Category Savings

When saving money, it’s seemingly easy for us to go cold-turkey on all things that bring us a sense of joy in life. But what I have found is that this technique can be challenging to carry out successfully. In this blog, I outline three tactics to utilize cutting costs without actually feeling it.

Surprise, surprise: the tactic at the top of the list is operating off of a budget.

Using a Plan to Spend will ensure you know how much you are spending and in what categories. For many people, simply having this in place will end up saving you money. If you don’t know what you’re spending, you won’t know where to cut costs. 

My focus here is not to diminish your quality of life. (That is unless you have large amounts of debt to pay off or have recently experienced a job loss or financial setback that requires you to downsize.) I recommend that you look objectively at your finances and subjectively at yourself to see what aspects of your lifestyle matter most to you.

Building and maintaining a Plan to Spend will show you where you allocate the majority of your funds and then allows you to evaluate whether those specific budget line items truly add value to you.
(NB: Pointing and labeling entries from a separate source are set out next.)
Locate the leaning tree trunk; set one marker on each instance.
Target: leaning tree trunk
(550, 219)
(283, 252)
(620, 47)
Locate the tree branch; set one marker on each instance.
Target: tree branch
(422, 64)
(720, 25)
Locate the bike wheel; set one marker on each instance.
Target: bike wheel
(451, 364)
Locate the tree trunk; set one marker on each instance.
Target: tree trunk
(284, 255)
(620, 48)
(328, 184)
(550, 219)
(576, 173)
A book called Your Money or Your Life goes into this in-depth, looking at your life energy and whether the aspects you are purchasing return the amount of enjoyment that it cost you in life energy to produce the resources to buy that good or service. 
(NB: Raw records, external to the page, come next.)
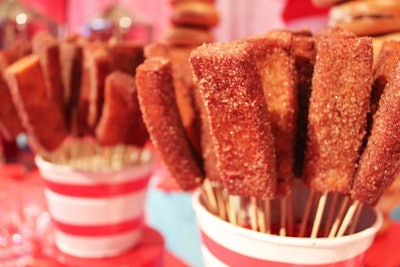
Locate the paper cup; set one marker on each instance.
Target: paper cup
(224, 244)
(96, 213)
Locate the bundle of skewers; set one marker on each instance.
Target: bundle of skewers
(75, 99)
(277, 110)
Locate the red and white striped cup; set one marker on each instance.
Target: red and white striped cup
(96, 213)
(224, 244)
The second step in the process is to review your Plan to Spend and rate the value of each line item on a scale from 1-5:

  • Absolutely necessary (i.e. utilities)
  • Somewhat necessary (i.e. cable)
  • Undecided (i.e. phone insurance)
  • Somewhat unnecessary (i.e. morning coffee run)
  • Absolutely unnecessary (i.e. subscription)

You should drop everything below the undecided line unless it is a nominal cost that adds a lot of value to your life. You can choose whether undecided line items stay or go.

Once this process is complete, you will want to review your behaviors in what you have deemed necessary.

You will be looking for easy trade-offs. For example, I decided to stop drinking soda a number of years ago, but I remember conveniently adding it back in at some point. I then decided to swap it out for something less impactful to my diet: iced tea. Now, while this started as sweet tea, it was a slightly better alternative nonetheless. From that point, I slowly moved to less and less sweet tea. 

I decided to do something similar again a few years ago when I dropped coffee.

Knowing what I experienced when I gave up soda, I replaced coffee with hot tea during my morning routine. Once I started drinking tea in the mornings, I would enjoy it similarly to how I drank my coffee: with cream and sugar. I think many people end up not changing their behaviors because they don’t have something different to apply the habit to, so they never actually replace the habit or remove it altogether.

Much like with personal finance, you may feel deprived if you cut out a certain behavior instead of replacing that behavior with a healthier choice. This could simply be ordering water when you eat out, but only when you eat out.

A better alternative will make all the difference.

To reiterate, these steps are:

  1. Building and maintaining a Plan to Spend
  2. Cutting costs on behaviors that don’t actually bring you any value
  3. Replacing behaviors that do bring you value with even better alternatives

CTA: My call to action comes down to building a Plan to Spend. This is the most important component. A Plan to Spend allows you to know where you are.